Aussitôt qu’il avait prononcé cette phrase, qui sonnait comme une accusation, précipitant mon trépas, j’avais fondu en larmes.

- Sofia… il avait soupiré. Tu es trempée…

Il s’était rapprochée de moi pour me serrer contre lui.

- Chut… ça ira, je suis là, ma chérie. Mais…

Il me tâtait les joues.

- Tu es frigorifiée.

J’avançais, à son rythme en trainant des pieds, alors qu’il me traînait à la salle de bain. Il avait fait couler un bain tiède, en même temps qu’il me déshabillait. Je craignais qu’une odeur de sang ne se révèle mais il ne sourcillait pas.

Il avait tout jeté dans la corbeille et me guidait doucement à la baignoire.

- Sofia… où t’es-tu fourrée ?

Il me lavait délicatement les cheveux, avec une petite dose de mon shampoing.

- Pourquoi… tu as l’air si malheureuse ces derniers temps ? Réponds-moi.

Je sentais l’odeur du produit envahir mes naines. Qu’est-ce que j’adorais cette odeur… à la fois forte et douce.

- Je suis malheureuse, parce que tu ne m’aime plus.

Il fronçait les sourcils.

- Tu es le centre de ma vie, Sofia. Pourquoi tu dis ça ? Je t’aime, plus que tout.

- Tu mens.

Cette fois, il était resté muet et m’avait lancée quelques bassines d’eau sur les cheveux en les frottant.

- Je vais finir de me laver, seule.

- D’accord. Mais je reste.

Que craignait-il ?

Au lit, habillée et réchauffée, je continuais d’être hantée par les secrets que je cachais dans ma voiture. L'adrénaline était au maximum et malgré mon bain, je n’étais pas calmée.
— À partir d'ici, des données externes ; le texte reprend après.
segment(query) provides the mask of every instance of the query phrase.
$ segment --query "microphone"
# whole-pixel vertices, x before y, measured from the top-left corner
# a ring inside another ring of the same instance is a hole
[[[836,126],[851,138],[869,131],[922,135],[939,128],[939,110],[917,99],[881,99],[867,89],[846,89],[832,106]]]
J’avais refusé d’évoquer ce qui avait précédé et avions mis fin à quelconque conversation en faisant l’amour, après plusieurs mois sans rien faire. C’était comme si nous le faisions pour la première fois. Mes trippes étaient dévorées par le désir doublé d'une effusion de phéromone dû à mon dernier meurtre. Quel beau mélange chez moi. Il me dévorait chaque parcelle de mon corps et de ma féminité, passionnément et sauvagement.

La violence, c’était ça qui manquait pour rallumer notre flamme.

Parce qu’après que je sois partie au bord de l’Atlantique me débarrasser de cette saleté d’Eva et des preuves, notre couple était enfin redevenu soudé, comme il l’était autrefois. Nottament lorsque j'avais appris que j'attendais notre deuxième fille.